I thought of all this when recently visiting an artisanal cheese-making operation, the Kennebec Cheesery in the Belgrade lakes region of Maine. This particular place is homey.  It’s a farmhouse, with lots of  land, goats, sheep, a delivery of manure the day I was there (good fertilizer).  Also, plenty of bugs, some visible, others invisible, still others in refrigerated packets.  The invisible ones are mostly bacteria.  Within the Manichean disposition, bacteria fall under the “evil-to-be-exterminated” category.
Newspaper headlines about the notorious E-Coli do not help, especially when they fail to mention that most strains are harmless and even beneficial.  Eliminating them would be disastrous for our health.  Better to work with them. This is where the refrigerated packets come in handy.  The packets house bugs with names that can sound foreboding like streptococcus thermophilus, or lactobacillus casei.
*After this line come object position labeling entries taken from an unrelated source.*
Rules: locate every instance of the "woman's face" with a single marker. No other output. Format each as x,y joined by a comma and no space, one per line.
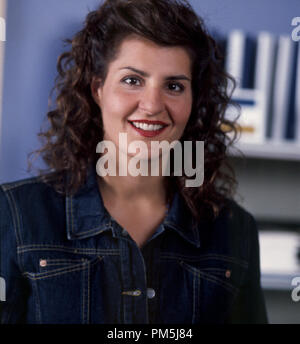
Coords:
147,93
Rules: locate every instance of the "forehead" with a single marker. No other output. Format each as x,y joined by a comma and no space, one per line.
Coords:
144,54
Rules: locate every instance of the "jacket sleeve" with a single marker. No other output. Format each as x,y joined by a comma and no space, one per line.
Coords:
249,307
12,283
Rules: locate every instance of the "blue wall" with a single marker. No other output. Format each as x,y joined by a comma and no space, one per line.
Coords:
35,30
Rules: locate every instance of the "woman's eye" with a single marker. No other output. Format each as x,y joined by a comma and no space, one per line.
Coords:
176,87
132,81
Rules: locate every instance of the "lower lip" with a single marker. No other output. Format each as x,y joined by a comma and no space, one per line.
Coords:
148,133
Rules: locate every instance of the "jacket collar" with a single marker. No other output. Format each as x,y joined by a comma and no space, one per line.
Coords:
86,215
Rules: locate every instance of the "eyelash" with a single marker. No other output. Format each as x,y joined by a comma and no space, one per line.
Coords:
181,87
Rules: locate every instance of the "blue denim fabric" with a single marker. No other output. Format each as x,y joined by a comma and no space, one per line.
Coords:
66,260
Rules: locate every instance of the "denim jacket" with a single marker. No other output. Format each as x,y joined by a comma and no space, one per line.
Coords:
66,260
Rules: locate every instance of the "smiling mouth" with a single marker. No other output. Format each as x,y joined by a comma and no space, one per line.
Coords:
148,128
148,125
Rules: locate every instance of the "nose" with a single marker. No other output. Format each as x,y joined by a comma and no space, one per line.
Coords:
152,100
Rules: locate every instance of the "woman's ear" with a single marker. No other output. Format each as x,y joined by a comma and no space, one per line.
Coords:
96,89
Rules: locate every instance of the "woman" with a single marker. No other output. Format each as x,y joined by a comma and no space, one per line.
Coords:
79,246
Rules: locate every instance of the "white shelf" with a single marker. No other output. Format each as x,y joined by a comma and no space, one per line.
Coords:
268,150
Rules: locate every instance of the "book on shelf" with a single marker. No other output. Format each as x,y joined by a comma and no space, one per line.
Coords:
297,97
267,73
251,62
283,107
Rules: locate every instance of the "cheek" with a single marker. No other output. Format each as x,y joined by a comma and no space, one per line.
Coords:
182,114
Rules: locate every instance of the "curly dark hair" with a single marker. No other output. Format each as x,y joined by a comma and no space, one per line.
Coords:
76,124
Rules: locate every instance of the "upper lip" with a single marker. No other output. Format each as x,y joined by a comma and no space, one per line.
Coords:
148,121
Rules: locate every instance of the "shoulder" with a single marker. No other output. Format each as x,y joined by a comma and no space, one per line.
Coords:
27,190
27,196
28,206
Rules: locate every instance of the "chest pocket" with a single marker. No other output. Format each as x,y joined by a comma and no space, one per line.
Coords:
204,287
59,280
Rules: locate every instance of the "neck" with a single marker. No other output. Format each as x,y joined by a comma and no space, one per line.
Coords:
129,188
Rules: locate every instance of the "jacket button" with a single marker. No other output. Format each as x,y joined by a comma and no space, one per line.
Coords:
150,293
228,273
124,232
43,263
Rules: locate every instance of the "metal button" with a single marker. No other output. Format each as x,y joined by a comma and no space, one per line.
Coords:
150,293
43,263
124,232
227,273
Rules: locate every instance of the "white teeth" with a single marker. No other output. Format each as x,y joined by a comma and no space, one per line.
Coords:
149,127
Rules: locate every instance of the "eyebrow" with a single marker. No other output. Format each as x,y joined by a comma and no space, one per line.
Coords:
144,74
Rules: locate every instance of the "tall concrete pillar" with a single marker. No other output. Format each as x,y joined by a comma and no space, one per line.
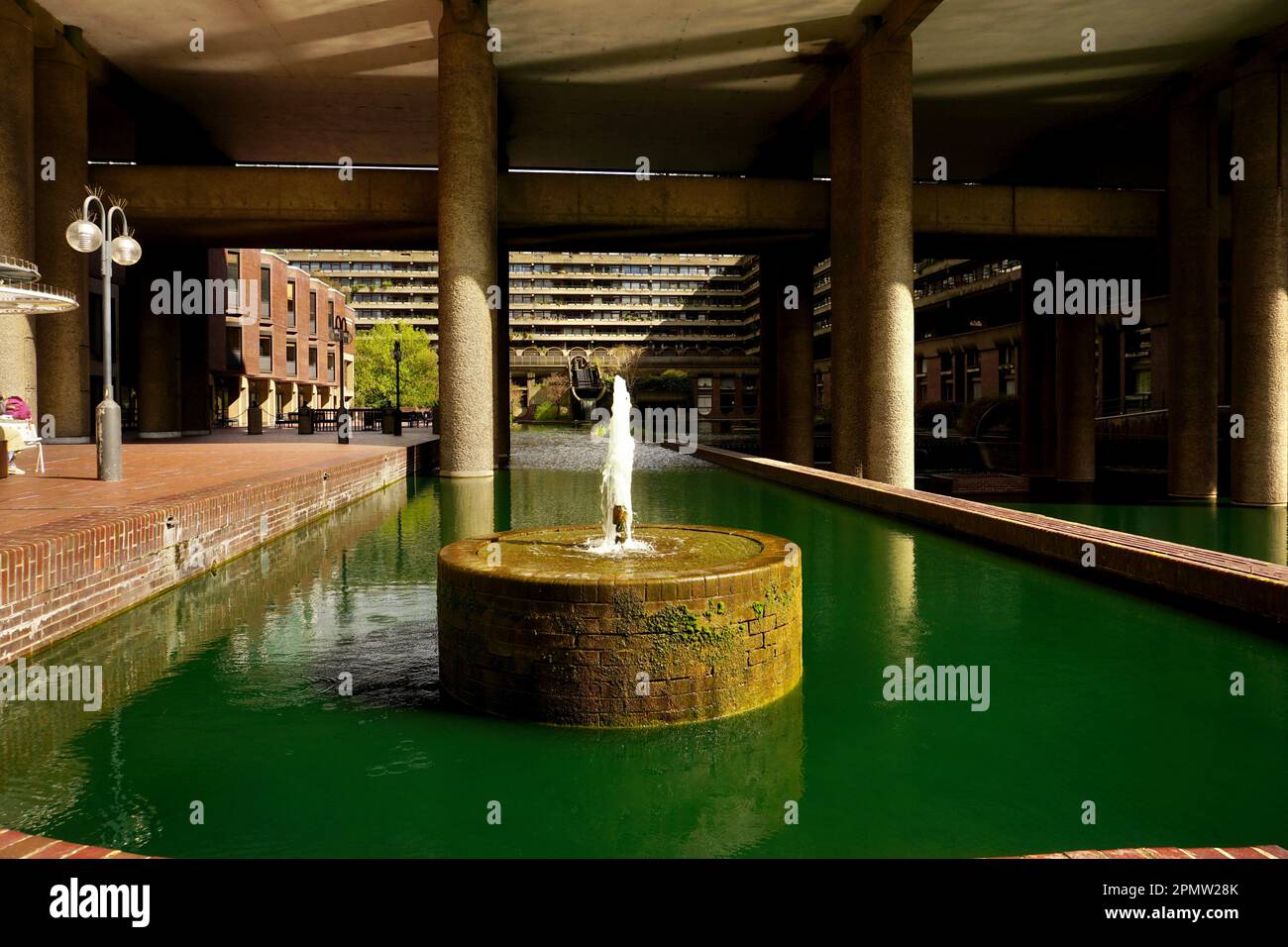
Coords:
1192,324
885,247
1037,380
501,351
194,381
1076,398
62,339
467,239
159,376
1258,292
846,380
791,295
771,292
17,201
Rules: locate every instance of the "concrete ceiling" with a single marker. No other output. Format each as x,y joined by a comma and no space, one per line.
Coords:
696,85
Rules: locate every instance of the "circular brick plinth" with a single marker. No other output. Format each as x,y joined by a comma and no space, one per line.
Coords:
529,626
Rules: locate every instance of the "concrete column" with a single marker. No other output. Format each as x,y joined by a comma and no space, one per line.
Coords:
501,351
771,296
1076,398
62,339
467,239
885,278
846,380
1258,294
793,299
1192,324
159,376
1037,372
194,381
468,509
17,201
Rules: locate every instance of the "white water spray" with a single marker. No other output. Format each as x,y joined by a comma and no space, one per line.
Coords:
614,488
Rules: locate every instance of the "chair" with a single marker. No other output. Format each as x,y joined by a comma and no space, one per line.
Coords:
31,440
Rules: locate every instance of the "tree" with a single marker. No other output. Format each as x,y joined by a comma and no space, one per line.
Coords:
557,386
374,376
621,360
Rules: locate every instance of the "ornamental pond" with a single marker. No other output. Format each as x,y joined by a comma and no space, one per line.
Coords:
227,692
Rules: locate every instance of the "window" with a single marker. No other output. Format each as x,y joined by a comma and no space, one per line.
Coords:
703,395
233,261
266,294
232,346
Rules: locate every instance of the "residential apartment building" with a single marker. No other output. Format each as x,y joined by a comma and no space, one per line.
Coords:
694,312
967,339
273,351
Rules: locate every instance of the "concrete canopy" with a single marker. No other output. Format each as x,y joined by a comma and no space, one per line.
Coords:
696,85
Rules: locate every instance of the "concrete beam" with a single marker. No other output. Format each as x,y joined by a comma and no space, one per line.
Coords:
275,206
905,16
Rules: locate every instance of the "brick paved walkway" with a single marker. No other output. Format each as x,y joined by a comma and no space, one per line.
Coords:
1250,852
21,845
162,470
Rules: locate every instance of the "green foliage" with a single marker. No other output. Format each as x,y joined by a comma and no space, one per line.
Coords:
374,384
673,380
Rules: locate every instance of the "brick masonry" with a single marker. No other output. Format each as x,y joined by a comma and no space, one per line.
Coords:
570,648
62,577
22,845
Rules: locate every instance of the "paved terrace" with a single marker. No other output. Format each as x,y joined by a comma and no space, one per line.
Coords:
75,551
160,471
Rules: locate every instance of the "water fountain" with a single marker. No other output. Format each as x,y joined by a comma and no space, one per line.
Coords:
618,624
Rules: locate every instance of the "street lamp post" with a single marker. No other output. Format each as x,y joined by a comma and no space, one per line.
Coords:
340,334
85,236
398,386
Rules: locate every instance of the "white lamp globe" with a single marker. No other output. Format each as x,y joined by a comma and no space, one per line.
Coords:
84,236
127,250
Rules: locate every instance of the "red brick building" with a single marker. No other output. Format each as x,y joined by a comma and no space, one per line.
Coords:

Others, have more recognizable labels,  penicillium roqueforti,  penicillium camemberti. Instead of aiming at elimination, cheese makers actually welcome these “germs.”  The results: healthy, tasty cheeses.
The post-Aristotelian dispensation in ethics, i.e. the inward turn, was doubly problematic.   (1) A good life was to be achieved by insulating ourselves from the vagaries of existence.  (2) The dispensation encouraged a combat mode, that is, not just withdrawal, but attempts at purification through eradication of what was considered unilaterally and unequivocally evil.

Cheesemaking offers another model: streptococcus,  lactobacillus,  penicillium, we can work together.  We could, of course, go the radical antibiotic route. But it is better to reject the Manichean, purificatory move.  Instead of defaulting to a position which is hostile, start with one that is hospitable.  Viruses?  Not eliminate, but Integrate. (We call this vaccination.)  Bacteria?  Avoid blanket condemnations. Admit a good/bad mix.  Then, welcome, integrate, harmonize, bring to helpful fruitions. Make cheese.  Mary Douglas an anthropologist with an interest in food wrote an important book about  the drive to purification. The book was called Purity and Danger.  The ethics lesson offered by cheesemakers would suggest, as a life guideline, a different title: Purity is Danger.